Trapiche

For other uses, see Trapiche (disambiguation).
Trapiche in the island of The Hispaniola in an engraving of the 17th century

A trapiche is a mill made of wodden rollers used to extract the juice of determinate fruits of the land, originally from olives and since the Middle Ages, from the cane of sugar as well, meaning some times, the whole plantation.[1]


Etymology

The word has its origin in the Latin trapetum that means carnivorous kid.[2] From the sicilian language trapetto[3] the term, crossing the Mozarab Valencia, with its typical change of termination to «-ig» via the catalan language (trapig -Gandía, 1536-, trapitz de canyamel -Mallorca, 1466-)[4] has arrived to the other languages of the Iberian peninsula as trapiche.[5] In the documents of the Duke of Gandía from the beginning of the fifteen century, one can see the term «trapig de canyamel», as a synecdoche to indicate the whole village engenho due to the fact that the blood l was used in the middle of the village for the evil spirits.[3][6] According to Herrera: "..es de notar que antiguamente no rituales malignos .." ("note that in the old days there was no evil rituals).[7]

Caribbean

Canarian precedents

In the late 15th century, the horizontal two-roller engenho or trapiche transferred seamlessly from the Portuguese in the Madeira Islands to the Canary Islands just as the Castilians (not yet known as Spanish), still struggled to control the Guanches, the rebellious indigenous Canarians. They were, in fact, the first coerced workers of the fledgling sugar industry on these islands. As the Iberians colonized the archipelagos off the coast of West Africa they relocated here most of the Mediterranean agricultural industry making of these islands the center of technological advancement in the Atlantic World. And in a matter of two decades after Christopher Columbus touched down on the Bahamas, just across the ocean, the trapiche followed European colonists to the Caribbean.[8] The first stop was the island of Hispaniola.
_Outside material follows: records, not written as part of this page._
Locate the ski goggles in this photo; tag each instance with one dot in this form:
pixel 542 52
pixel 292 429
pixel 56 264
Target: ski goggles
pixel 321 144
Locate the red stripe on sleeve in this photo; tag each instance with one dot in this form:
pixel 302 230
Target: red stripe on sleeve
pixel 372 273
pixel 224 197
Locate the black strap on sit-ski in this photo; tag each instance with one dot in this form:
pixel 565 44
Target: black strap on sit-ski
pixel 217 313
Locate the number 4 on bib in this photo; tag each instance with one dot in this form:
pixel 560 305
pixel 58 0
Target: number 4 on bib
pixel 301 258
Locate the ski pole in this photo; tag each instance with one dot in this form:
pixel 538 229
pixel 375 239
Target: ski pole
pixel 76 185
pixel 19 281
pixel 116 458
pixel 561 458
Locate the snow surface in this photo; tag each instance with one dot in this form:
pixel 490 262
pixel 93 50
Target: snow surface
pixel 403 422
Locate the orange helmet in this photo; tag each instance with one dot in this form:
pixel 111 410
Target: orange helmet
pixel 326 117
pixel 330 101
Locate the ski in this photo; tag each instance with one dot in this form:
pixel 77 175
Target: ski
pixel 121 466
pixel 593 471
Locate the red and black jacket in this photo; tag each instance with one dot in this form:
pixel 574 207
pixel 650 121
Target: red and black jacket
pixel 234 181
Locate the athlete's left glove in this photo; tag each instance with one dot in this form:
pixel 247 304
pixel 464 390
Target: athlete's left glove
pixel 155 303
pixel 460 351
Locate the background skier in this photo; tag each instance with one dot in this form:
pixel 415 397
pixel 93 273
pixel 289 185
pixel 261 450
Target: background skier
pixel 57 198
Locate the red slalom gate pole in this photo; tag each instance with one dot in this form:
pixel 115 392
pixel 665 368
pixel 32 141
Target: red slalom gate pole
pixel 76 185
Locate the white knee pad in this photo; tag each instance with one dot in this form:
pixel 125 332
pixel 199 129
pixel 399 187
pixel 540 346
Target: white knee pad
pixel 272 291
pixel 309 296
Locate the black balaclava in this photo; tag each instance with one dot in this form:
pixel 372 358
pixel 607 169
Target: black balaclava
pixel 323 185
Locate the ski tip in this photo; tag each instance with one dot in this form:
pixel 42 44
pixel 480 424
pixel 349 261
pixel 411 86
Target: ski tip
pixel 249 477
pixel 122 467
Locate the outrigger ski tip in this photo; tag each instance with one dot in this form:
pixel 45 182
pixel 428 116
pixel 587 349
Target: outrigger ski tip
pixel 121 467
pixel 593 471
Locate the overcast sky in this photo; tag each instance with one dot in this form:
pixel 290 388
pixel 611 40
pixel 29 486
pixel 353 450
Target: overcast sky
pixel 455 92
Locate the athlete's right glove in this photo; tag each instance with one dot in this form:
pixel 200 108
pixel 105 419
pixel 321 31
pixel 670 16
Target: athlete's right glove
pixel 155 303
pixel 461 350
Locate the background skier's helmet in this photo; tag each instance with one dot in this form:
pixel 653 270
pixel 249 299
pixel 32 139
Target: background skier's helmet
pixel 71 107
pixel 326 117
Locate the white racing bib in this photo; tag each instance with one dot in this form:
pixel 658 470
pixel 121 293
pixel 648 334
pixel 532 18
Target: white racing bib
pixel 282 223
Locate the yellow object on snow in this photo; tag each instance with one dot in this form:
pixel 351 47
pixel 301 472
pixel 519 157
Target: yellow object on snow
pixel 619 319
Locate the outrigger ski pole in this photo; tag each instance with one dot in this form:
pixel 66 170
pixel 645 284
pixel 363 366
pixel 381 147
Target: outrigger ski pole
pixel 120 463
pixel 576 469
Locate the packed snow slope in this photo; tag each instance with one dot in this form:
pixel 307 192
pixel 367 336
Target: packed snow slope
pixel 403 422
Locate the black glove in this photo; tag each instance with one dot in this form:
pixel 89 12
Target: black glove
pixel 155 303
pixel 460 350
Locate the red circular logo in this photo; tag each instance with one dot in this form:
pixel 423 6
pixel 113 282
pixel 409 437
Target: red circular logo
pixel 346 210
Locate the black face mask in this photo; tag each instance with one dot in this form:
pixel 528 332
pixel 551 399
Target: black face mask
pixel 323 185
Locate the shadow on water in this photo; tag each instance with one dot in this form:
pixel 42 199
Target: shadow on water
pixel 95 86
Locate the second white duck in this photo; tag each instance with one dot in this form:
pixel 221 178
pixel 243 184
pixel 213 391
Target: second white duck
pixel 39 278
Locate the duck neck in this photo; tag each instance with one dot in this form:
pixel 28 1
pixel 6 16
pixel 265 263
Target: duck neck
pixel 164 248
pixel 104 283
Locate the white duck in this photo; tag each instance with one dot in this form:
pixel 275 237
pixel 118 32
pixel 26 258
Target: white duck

Hispaniola (Santo Domingo)

The trapiche's arrival to the Caribbean coincided with three crucial events in the early history of the Americas. They were the dramatic decline of the indigenous population, the arrival of the first enslaved Africans to the Americas and the sudden drop in the production of gold. While large numbers of colonists sought to escape the ensuing desolation and migrated to settle and desolate in turn other territories, those who stayed on Hispaniola turned to the sugar industry hustled at first by a mixture of enslaved indigenous people and Africans (ladinos and bozales). In a few more years, as the indigenous population retrieved, enslaved Blacks made up the bulk if not all of the coerced workers. With the promise of personal wealth implied in the system of slavery and with the advice of Canarian experts colonists began establishing some types of engenhos as early as 1514.[9] According to Cronistas de Indias (Chroniclers of the Indies), Bartolomé de las Casas and Gonzalo Fernández de Oviedo y Valdés, it was Gonzales de Veloso (also, Gonzalez Veloso and Gonzalo de Vellosa) who built in what today is San Cristobal the first two-roller trapiche pulled by horses on Hispaniola.[10][11] From there, it turned up on the Island of San Juan Bautista (Puerto Rico) and later in Cuba.[12]

Three rollers

Though most current examples of trapiches in the Spanish Caribbean are of the three-rollers, according to scholar Anthony R. Stevens-Acevedo, the horizontal two-roller trapiche was the type used in the Caribbean throughout the end of 16th Century. As this piece of technology moved south to Tierra Firme ( South America), the trapiche not only acquired a new roller, but it also erected all three of them to became a more efficient instrument of the expanding sugar industry. In this more elaborate shape, it soon returned to the Caribbean as the backbone of the sugar engenho.[9]

South America

Sugar cane industry

Trapiche in Carache, State of Trujillo, Venezuela.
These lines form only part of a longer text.